As someone who volunteers with a number of different organisations I felt compelled to write something on the subject of volunteering and the positive results it has on the individual and his/her place in society.
Much research has been done to understand what motivates people to volunteer, but do these motives change over the course of the volunteering experience; what does it take for someone to continue volunteering and can these reasons be captured and articulated when creating new volunteering opportunities: in short can we formally structure volunteering activities to ensure a sense of community is felt by those participating in them? My initial thoughts on this start with a conference that I had been invited to speak at last month:
“Does volunteering include looking after my children?” The speedy response from the back of the seminar room took me slightly aback. My presentation was on the subject of ‘Volunteering: the making of communities’ and I had opened with a question, ‘what was the single most popular volunteering activity in the UK?’ It was a mild concern to me that in a room of social policy professionals, one generally considered that an activity involving the generic nurture, parental love and legal duty of care associated with looking after his children could be recognised as volunteering.

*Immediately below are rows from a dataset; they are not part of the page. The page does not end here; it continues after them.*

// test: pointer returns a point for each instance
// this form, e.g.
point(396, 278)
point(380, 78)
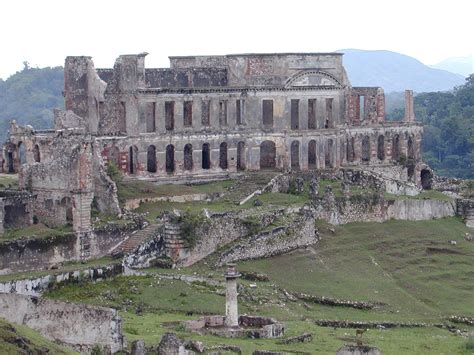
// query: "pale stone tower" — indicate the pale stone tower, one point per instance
point(231, 311)
point(409, 111)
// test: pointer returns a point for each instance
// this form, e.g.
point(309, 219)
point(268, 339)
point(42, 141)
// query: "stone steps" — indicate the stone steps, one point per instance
point(135, 240)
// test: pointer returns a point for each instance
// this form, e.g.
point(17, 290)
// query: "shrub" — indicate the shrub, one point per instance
point(469, 344)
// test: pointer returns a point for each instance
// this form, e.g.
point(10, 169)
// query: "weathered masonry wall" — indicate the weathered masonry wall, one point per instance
point(41, 253)
point(76, 325)
point(36, 286)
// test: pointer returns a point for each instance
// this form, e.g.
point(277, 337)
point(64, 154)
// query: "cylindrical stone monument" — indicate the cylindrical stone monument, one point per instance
point(231, 310)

Needless to say I wasn’t quite sure how to respond; I could see the man’s logic, there were similarities: both activities – child care and volunteering – involved self sacrifice, community benefit and evening commitments, but some how this father figure was slightly off the mark.

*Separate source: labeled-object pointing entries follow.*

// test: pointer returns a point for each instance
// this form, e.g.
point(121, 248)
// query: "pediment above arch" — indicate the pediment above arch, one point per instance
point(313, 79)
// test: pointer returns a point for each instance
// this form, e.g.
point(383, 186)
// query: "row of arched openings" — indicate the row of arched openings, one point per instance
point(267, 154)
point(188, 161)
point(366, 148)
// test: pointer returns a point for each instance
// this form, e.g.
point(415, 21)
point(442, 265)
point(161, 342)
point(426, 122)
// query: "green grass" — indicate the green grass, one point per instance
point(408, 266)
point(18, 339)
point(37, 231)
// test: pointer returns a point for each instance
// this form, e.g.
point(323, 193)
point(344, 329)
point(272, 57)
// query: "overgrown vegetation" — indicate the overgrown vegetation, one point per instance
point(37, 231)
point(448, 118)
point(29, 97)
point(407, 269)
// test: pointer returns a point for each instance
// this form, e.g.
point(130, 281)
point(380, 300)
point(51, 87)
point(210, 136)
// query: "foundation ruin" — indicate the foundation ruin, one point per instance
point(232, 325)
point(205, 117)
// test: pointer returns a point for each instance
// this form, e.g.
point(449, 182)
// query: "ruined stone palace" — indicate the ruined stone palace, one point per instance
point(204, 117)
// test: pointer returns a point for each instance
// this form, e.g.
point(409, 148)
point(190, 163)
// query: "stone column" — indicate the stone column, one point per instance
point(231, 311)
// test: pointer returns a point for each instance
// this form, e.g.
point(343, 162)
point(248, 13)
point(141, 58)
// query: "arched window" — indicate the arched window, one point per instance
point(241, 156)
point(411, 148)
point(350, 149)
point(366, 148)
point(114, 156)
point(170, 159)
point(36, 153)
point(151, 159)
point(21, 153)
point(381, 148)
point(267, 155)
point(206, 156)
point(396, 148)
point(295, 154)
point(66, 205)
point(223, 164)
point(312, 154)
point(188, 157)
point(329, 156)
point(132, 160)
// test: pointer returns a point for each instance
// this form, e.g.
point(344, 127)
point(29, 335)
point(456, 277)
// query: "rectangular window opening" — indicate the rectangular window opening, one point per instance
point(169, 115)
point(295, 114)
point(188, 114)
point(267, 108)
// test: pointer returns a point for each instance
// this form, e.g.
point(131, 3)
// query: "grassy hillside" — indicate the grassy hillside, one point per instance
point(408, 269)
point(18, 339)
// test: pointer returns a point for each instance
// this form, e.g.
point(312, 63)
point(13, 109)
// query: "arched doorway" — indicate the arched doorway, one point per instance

Volunteering involves an altruistic desire to improve human quality of life by choice not necessity; indeed the context, as well as the motivation, of the volunteering activity can influence the creditability of the action. Volunteers are not just unpaid labourers, but have a purpose to their activities and responsibilities. They can also opt to walk away at any time, making their staying power even more valuable.

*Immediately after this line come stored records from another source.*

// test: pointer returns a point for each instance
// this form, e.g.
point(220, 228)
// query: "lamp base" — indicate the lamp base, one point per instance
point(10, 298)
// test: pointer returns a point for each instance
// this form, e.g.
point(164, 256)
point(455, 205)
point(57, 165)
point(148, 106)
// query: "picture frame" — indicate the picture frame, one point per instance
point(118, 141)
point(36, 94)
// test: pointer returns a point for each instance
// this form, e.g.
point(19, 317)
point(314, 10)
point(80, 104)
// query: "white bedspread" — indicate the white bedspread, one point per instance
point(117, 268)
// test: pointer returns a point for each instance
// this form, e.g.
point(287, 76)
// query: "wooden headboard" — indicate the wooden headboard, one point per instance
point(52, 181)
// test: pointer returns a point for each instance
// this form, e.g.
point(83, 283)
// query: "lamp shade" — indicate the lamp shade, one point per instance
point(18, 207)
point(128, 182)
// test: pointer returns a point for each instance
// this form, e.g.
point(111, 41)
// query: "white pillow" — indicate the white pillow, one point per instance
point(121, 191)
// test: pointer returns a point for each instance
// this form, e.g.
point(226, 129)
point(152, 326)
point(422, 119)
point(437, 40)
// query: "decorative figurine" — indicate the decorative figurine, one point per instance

The answer I had down for the most popular ‘formal’ volunteering activity was donating blood; over 1.3 million people in this country, that’s 5% of the eligibly population donated their time to donate their blood to save a life. A simple message: save a life in your community, a simple action: lie on your back for 20 minutes and a simple reward: cup of tea and a packet of crisps. This was a volunteering activity that not only made communities, it kept them alive and kicking.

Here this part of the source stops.